# Water Changes



## Howzit (Aug 6, 2003)

Like I said in the topic description Im new at this whole thing and dont want to miss out on any key ways how to do a successful waterchange.
I would like it if somebody who is a awesome aquariast (like a lfs boss or someone with tons of experience) could help me out here and not some person who is just trying to help







but is like gettin started like me. Last water change one of my agelfish died day after (not too shure why but probably water
change)







so i gotta get this down pat

i have a 33g that is a community tank, and it is loaded with decor, and it has a ugf

phew thanx for your time


----------



## jason (Aug 26, 2003)

well, how did you perform this water change? how much water was taken out? added? did you ad any kind of anti-chlorine agents? how much? have you tested your water? where do you get it from?

i'm not being snooty, but if you seek help we must know these specifics in order to help answer why your fish died... then you'll be guided in the right direction.

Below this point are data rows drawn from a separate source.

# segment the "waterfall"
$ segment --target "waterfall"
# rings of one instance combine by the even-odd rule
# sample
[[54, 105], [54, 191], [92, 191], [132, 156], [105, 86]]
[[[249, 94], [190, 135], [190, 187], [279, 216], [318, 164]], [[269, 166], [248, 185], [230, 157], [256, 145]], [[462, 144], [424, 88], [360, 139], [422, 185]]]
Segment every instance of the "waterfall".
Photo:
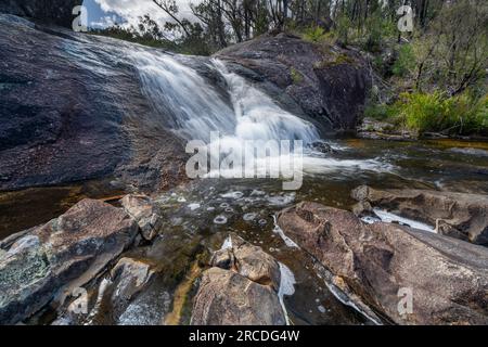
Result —
[[142, 89], [169, 127], [187, 139], [209, 139], [219, 131], [229, 142], [319, 138], [314, 126], [278, 106], [271, 98], [213, 59], [209, 68], [226, 80], [232, 104], [196, 70], [169, 54], [133, 54]]
[[[166, 126], [183, 139], [204, 141], [213, 158], [216, 155], [211, 153], [219, 153], [219, 159], [228, 156], [232, 163], [240, 163], [241, 153], [245, 152], [244, 142], [249, 140], [301, 140], [305, 155], [299, 157], [307, 174], [341, 172], [344, 176], [356, 175], [358, 170], [391, 170], [391, 166], [376, 158], [336, 159], [311, 153], [306, 145], [320, 139], [317, 128], [281, 108], [243, 77], [229, 72], [222, 61], [211, 59], [202, 67], [220, 75], [224, 81], [223, 92], [194, 68], [181, 63], [179, 60], [183, 57], [142, 49], [131, 51], [130, 56], [139, 70], [142, 91]], [[198, 63], [205, 64], [203, 61]], [[219, 141], [210, 141], [213, 131], [219, 132]], [[256, 162], [257, 170], [266, 171], [267, 165], [277, 168], [283, 158], [272, 156], [259, 159]], [[240, 171], [237, 167], [236, 171], [232, 169], [228, 175]]]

ps. there are some members on this board who are 1000000x smarter than any lfs owner


----------



## Howzit (Aug 6, 2003)

Im pretty sure the water change caused the fishes death so im not to worried bout that, i just wanna know how to do a good water change so none of the others die


----------



## JeFFLo (Aug 29, 2003)

just use a siphon or something to take the water out...fill a bucket with new water close to the temp as the water in your tank...add some conditioner then just dump the water back in the tank.


----------



## 808homegrown (Sep 4, 2003)

only do a 20-40% water change every 2 weeks or so... i also use stress coat, & amquel plus each time.


----------



## Makoa84 (Aug 27, 2003)

Siphon your gravel and only change 30% each week. Add the necessary chemical such as Tap water conditioner!


----------